Research Article: Use of human lymphocyte G0 PCCs to detect intra- and inter-chromosomal aberrations for early radiation biodosimetry and retrospective assessment of radiation-induced effects

Date Published: May 6, 2019

Publisher: Public Library of Science

Author(s): Terri L. Ryan, Antonio G. Pantelias, Georgia I. Terzoudi, Gabriel E. Pantelias, Adayabalam S. Balajee, Roberto Amendola.

http://doi.org/10.1371/journal.pone.0216081

Abstract

A sensitive biodosimetry tool is required for rapid individualized dose estimation and risk assessment in the case of radiological or nuclear mass casualty scenarios to prioritize exposed humans for immediate medical countermeasures to reduce radiation related injuries or morbidity risks. Unlike the conventional Dicentric Chromosome Assay (DCA), which takes about 3–4 days for radiation dose estimation, cell fusion mediated Premature Chromosome Condensation (PCC) technique in G0 lymphocytes can be rapidly performed for radiation dose assessment within 6–8 hrs of sample receipt by alleviating the need for ex vivo lymphocyte proliferation for 48 hrs. Despite this advantage, the PCC technique has not yet been fully exploited for radiation biodosimetry. Realizing the advantage of G0 PCC technique that can be instantaneously applied to unstimulated lymphocytes, we evaluated the utility of G0 PCC technique in detecting ionizing radiation (IR) induced stable and unstable chromosomal aberrations for biodosimetry purposes. Our study demonstrates that PCC coupled with mFISH and mBAND techniques can efficiently detect both numerical and structural chromosome aberrations at the intra- and inter-chromosomal levels in unstimulated T- and B-lymphocytes. Collectively, we demonstrate that the G0 PCC technique has the potential for development as a biodosimetry tool for detecting unstable chromosome aberrations (chromosome fragments and dicentric chromosomes) for early radiation dose estimation and stable chromosome exchange events (translocations) for retrospective monitoring of individualized health risks in unstimulated lymphocytes.

Partial Text

Exposure to ionizing radiation (IR) can adversely affect human health including mortality from acute radiation syndrome with a LD50/30 value of 3.5 Gy-4.5 Gy without treatment and 6.5 Gy- 7.5 Gy with appropriate therapy. Therefore, it is imperative to determine the absorbed radiation dose to initiate appropriate medical countermeasures. Bender and Gooch (1962) reported for the first time that the detection of dicentric chromosomes (DCs) in peripheral blood lymphocytes can be reflective of the absorbed radiation dose in exposed humans.
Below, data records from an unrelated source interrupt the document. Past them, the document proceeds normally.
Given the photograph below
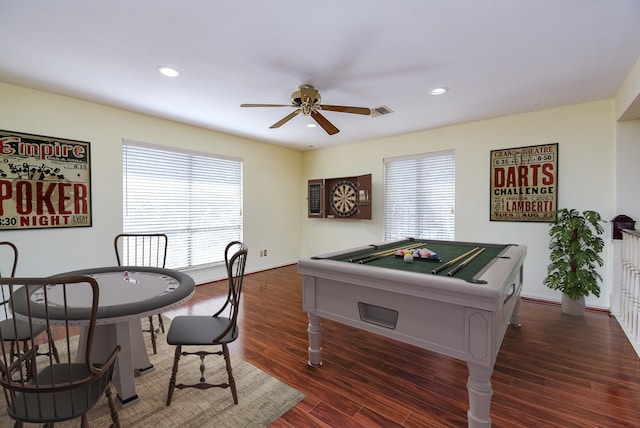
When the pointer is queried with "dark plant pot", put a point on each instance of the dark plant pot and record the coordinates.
(572, 307)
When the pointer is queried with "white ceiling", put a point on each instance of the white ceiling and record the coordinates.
(498, 57)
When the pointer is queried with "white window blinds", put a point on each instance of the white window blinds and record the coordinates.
(419, 196)
(195, 199)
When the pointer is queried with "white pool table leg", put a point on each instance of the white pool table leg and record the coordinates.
(480, 392)
(315, 340)
(515, 316)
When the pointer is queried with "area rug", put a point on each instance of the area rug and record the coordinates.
(261, 398)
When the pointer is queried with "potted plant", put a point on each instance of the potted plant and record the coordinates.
(575, 251)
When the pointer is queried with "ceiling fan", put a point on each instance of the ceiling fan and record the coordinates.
(307, 101)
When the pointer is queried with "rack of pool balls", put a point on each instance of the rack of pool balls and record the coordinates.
(417, 253)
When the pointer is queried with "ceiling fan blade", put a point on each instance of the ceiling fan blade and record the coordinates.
(322, 121)
(285, 119)
(346, 109)
(267, 105)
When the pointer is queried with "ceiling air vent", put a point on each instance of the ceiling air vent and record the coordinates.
(379, 111)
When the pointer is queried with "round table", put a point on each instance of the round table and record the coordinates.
(127, 294)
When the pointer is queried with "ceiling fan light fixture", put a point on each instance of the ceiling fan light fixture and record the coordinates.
(168, 71)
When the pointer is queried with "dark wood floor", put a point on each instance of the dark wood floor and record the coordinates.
(555, 371)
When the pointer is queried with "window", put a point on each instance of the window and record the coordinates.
(419, 196)
(196, 199)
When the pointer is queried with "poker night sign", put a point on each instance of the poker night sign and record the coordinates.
(45, 182)
(524, 183)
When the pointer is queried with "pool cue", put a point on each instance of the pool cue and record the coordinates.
(454, 261)
(463, 264)
(386, 253)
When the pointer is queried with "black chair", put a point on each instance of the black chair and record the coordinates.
(57, 391)
(143, 249)
(220, 329)
(23, 332)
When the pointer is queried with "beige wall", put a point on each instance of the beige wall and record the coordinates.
(272, 176)
(586, 137)
(597, 170)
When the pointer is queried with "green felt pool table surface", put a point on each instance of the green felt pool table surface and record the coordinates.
(446, 251)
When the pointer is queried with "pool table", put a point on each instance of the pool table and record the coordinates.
(463, 314)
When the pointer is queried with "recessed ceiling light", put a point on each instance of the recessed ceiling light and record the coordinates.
(168, 71)
(439, 91)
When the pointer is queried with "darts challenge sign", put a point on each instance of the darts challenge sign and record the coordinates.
(45, 182)
(524, 183)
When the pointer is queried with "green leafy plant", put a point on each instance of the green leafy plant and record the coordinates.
(575, 250)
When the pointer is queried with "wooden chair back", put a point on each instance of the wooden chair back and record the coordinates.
(39, 388)
(8, 265)
(141, 249)
(235, 258)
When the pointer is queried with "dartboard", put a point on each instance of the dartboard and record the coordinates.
(344, 197)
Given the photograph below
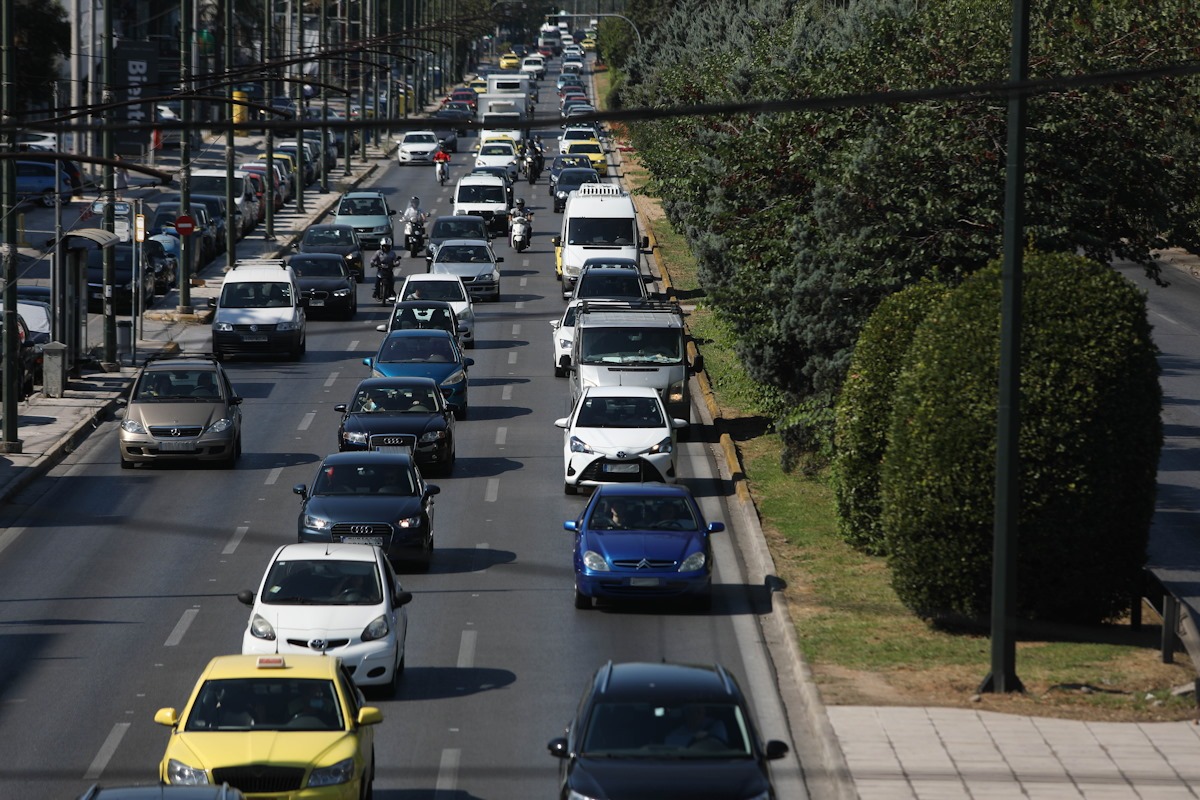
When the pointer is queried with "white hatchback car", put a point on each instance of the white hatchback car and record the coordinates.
(448, 288)
(342, 600)
(417, 148)
(618, 434)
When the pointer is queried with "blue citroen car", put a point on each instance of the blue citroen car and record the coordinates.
(642, 540)
(425, 354)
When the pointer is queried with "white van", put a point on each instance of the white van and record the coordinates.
(484, 196)
(259, 311)
(598, 220)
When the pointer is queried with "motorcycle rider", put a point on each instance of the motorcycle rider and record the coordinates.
(384, 262)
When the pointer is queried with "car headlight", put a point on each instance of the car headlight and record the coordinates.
(595, 561)
(261, 629)
(376, 630)
(180, 774)
(319, 523)
(675, 392)
(340, 773)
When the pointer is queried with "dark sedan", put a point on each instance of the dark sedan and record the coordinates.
(403, 415)
(370, 498)
(325, 283)
(664, 731)
(335, 239)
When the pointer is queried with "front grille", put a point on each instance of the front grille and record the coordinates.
(361, 529)
(172, 432)
(259, 779)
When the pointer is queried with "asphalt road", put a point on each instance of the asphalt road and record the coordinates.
(121, 584)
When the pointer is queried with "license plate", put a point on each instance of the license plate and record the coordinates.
(363, 540)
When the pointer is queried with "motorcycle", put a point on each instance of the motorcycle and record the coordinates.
(414, 236)
(520, 233)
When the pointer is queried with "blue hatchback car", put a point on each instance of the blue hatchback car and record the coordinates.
(642, 540)
(425, 353)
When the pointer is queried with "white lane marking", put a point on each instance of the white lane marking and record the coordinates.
(177, 636)
(467, 649)
(9, 536)
(448, 774)
(106, 751)
(235, 540)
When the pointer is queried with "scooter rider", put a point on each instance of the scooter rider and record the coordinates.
(384, 262)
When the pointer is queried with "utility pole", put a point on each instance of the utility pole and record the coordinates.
(12, 384)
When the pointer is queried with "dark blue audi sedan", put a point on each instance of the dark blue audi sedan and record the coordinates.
(664, 732)
(642, 540)
(370, 498)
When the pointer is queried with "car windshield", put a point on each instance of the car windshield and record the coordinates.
(639, 512)
(621, 413)
(365, 479)
(361, 206)
(631, 346)
(417, 349)
(600, 230)
(318, 268)
(461, 253)
(177, 385)
(256, 295)
(387, 400)
(273, 703)
(653, 731)
(444, 290)
(323, 583)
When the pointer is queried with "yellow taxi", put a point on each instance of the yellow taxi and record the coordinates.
(286, 728)
(589, 148)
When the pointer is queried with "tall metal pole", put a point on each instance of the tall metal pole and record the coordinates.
(187, 250)
(1008, 422)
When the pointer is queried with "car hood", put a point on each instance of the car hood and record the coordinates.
(217, 749)
(438, 371)
(636, 779)
(628, 439)
(651, 545)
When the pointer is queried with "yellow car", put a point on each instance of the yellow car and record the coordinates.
(286, 728)
(589, 148)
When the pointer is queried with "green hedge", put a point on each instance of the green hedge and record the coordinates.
(1090, 439)
(864, 411)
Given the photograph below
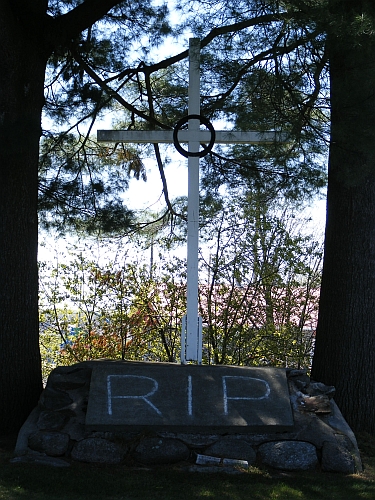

Since then, Dicentric Chromosome Assay (DCA) has been routinely used for radiation dose assessment of either occupationally or accidentally exposed humans. DCA was effectively utilized in the past for radiation dose assessment in the victims of many well-known accidents such as Chernobyl [1–3], Goiania [4–6] and Fukushima-Daiichi [7–9]. The conventional DCA requires the stimulation of T-lymphocytes in vitro by Phytohaemagglutinin-M (PHA-M) for at least 48 hrs with an additional time of 24–48 hrs for cell fixation, DC analysis and radiation dose estimation. Although DCA is considered as the “gold standard” for radiation dose assessment, its labor intensive and time-consuming nature make DCA largely unsuitable for mass casualty incidents. Rapid individualized dose assessment is an absolute requirement for segregating people with moderate or high radiation exposure from non-exposed but “worried- well” population so that individuals who need urgent care can be prioritized for treatment.

The G0 PCC-FISH technique is distinctly advantageous because the turnaround time for radiation dose assessment is dramatically reduced (6–8 hrs after the receipt of blood samples relative to 72–96 hrs by the conventional DCA). Previous studies on G0 PCC have focused mainly on dicentric chromosomes for radiation dose assessment [34, 35, 41]. The current study was undertaken to determine the applicability of PCC-FISH technique for detecting both inter- and intra-chromosomal aberrations using a wide variety of multicolor DNA probes.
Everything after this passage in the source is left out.